Something to perhaps realize is that your two problems may not be as different as you think if $\lambda$ is an ad-hoc parameter.
For any solution to your 2nd problem (where $\theta > 1$), there exists a $\lambda$ for problem 1 which gives you the same solution as problem 2.
Example
Let $f$ and $g$ be convex functions and let $\mathbf{x}$ denote a vector. To build some intuition, consider the two problems (stylized versions of your problem 1 and problem 2).
Problem A:
\begin{equation}
\begin{array}{*2{>{\displaystyle}r}}
\mbox{minimize (over $\mathbf{x}$)} & f(\mathbf{x}) + \lambda_1g(\mathbf{x}) \end{array}
\end{equation}
Problem B:
Let $h(x)$ be convex and non-decreasing over the range of $g$, hence composition $h(g(\mathbf{x}))$ is also convex. Consider
\begin{equation}
\begin{array}{*2{>{\displaystyle}r}}
\mbox{minimize (over $\mathbf{x}$)} & f(\mathbf{x}) + \lambda_2 h\left( g(\mathbf{x}) \right) \end{array}
\end{equation}
First order conditions
Both are convex optimization problems and the first order conditions are necessary and sufficient.

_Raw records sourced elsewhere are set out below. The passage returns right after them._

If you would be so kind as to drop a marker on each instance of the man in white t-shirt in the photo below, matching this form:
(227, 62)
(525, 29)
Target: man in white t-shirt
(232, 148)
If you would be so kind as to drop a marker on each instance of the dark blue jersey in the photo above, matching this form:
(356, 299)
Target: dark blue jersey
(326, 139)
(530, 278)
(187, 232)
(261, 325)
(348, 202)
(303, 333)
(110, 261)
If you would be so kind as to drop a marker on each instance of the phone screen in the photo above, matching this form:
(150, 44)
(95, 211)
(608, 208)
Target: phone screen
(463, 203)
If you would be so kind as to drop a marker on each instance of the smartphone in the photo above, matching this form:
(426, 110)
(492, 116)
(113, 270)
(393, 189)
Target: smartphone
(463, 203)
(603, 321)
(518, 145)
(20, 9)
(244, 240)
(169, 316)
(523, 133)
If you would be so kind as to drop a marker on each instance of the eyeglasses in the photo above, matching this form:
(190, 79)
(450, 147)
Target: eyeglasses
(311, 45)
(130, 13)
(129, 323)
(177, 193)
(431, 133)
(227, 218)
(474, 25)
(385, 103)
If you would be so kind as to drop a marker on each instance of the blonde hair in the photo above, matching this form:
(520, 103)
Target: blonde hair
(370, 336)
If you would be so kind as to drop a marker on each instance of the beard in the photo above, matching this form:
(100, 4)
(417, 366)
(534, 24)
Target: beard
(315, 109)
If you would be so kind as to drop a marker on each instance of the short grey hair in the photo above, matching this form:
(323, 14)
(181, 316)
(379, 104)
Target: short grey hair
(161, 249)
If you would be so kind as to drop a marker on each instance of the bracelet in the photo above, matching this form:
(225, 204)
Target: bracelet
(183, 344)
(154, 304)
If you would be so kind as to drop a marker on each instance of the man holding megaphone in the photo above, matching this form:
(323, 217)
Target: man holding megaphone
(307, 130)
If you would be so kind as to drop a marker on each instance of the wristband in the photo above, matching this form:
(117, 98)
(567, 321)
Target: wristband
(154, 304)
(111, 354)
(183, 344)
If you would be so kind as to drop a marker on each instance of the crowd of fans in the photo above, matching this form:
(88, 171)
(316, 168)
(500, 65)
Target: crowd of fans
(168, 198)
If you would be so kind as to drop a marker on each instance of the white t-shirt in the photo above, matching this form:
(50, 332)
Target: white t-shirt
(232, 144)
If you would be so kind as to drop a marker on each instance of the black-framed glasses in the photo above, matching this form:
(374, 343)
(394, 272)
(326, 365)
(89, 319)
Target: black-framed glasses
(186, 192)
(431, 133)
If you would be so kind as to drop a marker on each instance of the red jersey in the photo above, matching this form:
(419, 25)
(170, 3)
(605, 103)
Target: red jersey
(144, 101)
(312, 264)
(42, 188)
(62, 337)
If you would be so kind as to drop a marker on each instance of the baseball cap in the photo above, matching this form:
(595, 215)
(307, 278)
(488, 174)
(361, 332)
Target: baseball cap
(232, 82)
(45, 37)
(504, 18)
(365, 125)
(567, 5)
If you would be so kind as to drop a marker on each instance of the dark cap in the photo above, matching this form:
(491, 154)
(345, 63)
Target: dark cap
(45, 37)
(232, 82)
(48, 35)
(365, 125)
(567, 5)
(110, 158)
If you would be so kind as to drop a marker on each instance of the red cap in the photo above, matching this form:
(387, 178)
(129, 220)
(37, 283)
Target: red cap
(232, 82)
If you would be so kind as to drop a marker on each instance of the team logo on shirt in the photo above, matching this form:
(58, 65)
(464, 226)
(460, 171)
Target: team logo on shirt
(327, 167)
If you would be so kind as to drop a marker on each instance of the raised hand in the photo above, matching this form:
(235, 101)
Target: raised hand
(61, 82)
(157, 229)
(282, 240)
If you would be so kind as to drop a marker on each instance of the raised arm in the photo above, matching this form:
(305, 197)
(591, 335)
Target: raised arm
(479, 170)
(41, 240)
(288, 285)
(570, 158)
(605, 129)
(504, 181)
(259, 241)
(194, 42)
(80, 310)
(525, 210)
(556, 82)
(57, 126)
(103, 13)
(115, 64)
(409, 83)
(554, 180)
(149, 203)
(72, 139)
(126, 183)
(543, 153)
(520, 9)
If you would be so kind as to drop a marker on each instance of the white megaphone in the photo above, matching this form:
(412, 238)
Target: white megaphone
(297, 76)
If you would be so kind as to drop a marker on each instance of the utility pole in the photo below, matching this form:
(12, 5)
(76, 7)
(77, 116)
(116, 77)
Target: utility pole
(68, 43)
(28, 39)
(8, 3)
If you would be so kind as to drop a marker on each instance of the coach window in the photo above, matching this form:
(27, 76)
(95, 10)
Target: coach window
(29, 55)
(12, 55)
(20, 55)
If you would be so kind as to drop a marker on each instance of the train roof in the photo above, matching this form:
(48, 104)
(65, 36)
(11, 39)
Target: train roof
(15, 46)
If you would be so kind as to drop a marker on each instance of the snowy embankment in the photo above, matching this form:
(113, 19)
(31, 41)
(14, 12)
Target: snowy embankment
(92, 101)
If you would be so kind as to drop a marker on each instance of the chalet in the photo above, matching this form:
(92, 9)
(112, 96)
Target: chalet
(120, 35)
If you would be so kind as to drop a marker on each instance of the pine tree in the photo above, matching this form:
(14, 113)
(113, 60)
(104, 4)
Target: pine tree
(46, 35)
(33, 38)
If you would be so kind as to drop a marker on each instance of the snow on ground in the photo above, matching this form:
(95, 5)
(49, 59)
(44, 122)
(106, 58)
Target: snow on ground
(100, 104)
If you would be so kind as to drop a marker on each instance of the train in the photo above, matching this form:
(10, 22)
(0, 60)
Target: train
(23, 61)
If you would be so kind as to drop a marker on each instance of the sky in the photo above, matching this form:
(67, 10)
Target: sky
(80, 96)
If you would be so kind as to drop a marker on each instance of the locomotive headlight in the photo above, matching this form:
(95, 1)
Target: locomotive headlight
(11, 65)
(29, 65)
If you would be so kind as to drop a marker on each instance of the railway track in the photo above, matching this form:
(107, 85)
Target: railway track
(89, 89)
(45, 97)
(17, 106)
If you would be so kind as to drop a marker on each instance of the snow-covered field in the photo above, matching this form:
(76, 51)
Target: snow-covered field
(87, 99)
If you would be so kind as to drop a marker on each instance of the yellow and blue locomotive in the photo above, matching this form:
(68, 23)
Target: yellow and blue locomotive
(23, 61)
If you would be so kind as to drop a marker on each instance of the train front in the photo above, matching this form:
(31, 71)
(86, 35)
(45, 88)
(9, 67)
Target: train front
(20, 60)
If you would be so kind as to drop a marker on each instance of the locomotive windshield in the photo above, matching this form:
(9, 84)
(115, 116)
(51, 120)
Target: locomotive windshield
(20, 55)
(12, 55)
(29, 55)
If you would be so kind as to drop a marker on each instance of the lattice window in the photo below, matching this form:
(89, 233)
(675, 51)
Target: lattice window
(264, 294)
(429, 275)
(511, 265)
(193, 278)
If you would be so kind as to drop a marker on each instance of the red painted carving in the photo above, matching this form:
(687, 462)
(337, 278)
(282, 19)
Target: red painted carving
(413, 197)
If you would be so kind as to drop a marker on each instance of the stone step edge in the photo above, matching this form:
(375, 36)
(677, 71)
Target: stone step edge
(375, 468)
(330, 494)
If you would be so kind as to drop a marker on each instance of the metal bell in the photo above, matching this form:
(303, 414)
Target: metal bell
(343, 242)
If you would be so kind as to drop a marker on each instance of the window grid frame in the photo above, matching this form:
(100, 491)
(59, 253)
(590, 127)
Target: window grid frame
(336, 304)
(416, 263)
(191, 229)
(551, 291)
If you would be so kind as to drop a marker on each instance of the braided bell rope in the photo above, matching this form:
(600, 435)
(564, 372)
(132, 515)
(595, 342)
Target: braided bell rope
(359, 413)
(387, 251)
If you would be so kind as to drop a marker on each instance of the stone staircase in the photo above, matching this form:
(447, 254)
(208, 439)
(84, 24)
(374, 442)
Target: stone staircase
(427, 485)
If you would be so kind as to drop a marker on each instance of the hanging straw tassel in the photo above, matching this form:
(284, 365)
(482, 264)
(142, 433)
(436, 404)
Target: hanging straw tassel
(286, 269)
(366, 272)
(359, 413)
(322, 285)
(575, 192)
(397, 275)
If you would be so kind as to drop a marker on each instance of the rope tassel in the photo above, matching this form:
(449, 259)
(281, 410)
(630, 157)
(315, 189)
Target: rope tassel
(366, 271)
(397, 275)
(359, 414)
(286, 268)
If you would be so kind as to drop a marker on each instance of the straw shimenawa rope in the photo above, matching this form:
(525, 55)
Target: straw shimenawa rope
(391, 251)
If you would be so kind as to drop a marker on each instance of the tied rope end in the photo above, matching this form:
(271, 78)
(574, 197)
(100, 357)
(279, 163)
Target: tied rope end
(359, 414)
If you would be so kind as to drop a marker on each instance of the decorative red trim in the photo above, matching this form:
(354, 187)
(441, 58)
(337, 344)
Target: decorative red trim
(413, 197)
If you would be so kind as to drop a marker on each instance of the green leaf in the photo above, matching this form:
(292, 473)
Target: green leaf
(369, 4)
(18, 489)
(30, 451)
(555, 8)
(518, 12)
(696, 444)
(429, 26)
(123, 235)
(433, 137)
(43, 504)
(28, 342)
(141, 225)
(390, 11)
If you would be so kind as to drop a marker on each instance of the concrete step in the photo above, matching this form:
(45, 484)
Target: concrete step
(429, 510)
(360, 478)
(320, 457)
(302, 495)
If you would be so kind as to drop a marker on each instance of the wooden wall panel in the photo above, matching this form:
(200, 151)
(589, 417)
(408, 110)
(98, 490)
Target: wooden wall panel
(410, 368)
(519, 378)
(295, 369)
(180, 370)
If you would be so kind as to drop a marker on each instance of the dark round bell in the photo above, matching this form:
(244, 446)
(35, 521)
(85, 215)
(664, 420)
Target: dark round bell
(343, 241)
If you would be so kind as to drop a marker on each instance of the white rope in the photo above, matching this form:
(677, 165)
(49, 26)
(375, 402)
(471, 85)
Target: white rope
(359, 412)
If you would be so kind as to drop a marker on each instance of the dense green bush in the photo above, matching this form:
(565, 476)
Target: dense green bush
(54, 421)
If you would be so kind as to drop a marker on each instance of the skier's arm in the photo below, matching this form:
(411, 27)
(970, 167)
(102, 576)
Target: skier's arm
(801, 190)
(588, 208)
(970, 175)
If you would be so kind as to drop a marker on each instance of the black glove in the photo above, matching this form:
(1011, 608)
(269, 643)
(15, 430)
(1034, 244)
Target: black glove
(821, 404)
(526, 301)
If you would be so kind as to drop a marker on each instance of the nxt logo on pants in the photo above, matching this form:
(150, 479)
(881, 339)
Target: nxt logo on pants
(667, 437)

- The first order condition for problem A is $\frac{\partial f}{\partial \mathbf{x}} + \lambda_1 \frac{\partial g}{\partial \mathbf{x}} = 0$.
- The first order condition for problem B is $\frac{\partial f}{\partial \mathbf{x}} + \lambda_2 h'(g(\mathbf{x}))\frac{\partial g}{\partial \mathbf{x}} = 0$.
Let $\mathbf{x}^*$ be the solution to either problem A or problem B. If $\lambda_1 = \lambda_2 h'(g(\mathbf{x}^*))$ then problem A and problem B have the same solution.
Your penalty is $h(x) = x^\theta$ (which is convex and increasing on the region $x >0$ if $\theta > 1$). Observe $h'(x) = \theta x^{\theta - 1}$. Also observe that to achieve the same solution $\mathbf{x}^*$, you could have $\lambda_1 > \lambda_2$ or $\lambda_1 < \lambda_2$ depending on the specific parameterization. As you've formulated the problem, increasing $\theta$ doesn't necessarily increase the penalty for larger risk (where risk is defined as the standard deviation of returns)! For example, let's say your solution $\mathbf{x}^*$ for $\theta = 1$ gives a standard deviation of returns of .01. Simply raising $\theta$ to $1000$ would increase the convexity of the risk penalty but it would decrease the level of the penalty to numerical irrelevance.
Your $g(\mathbf{x}) = \sqrt{\mathbf{x}'\Sigma \mathbf{x}}$ where $\Sigma$ is the covariance matrix of returns.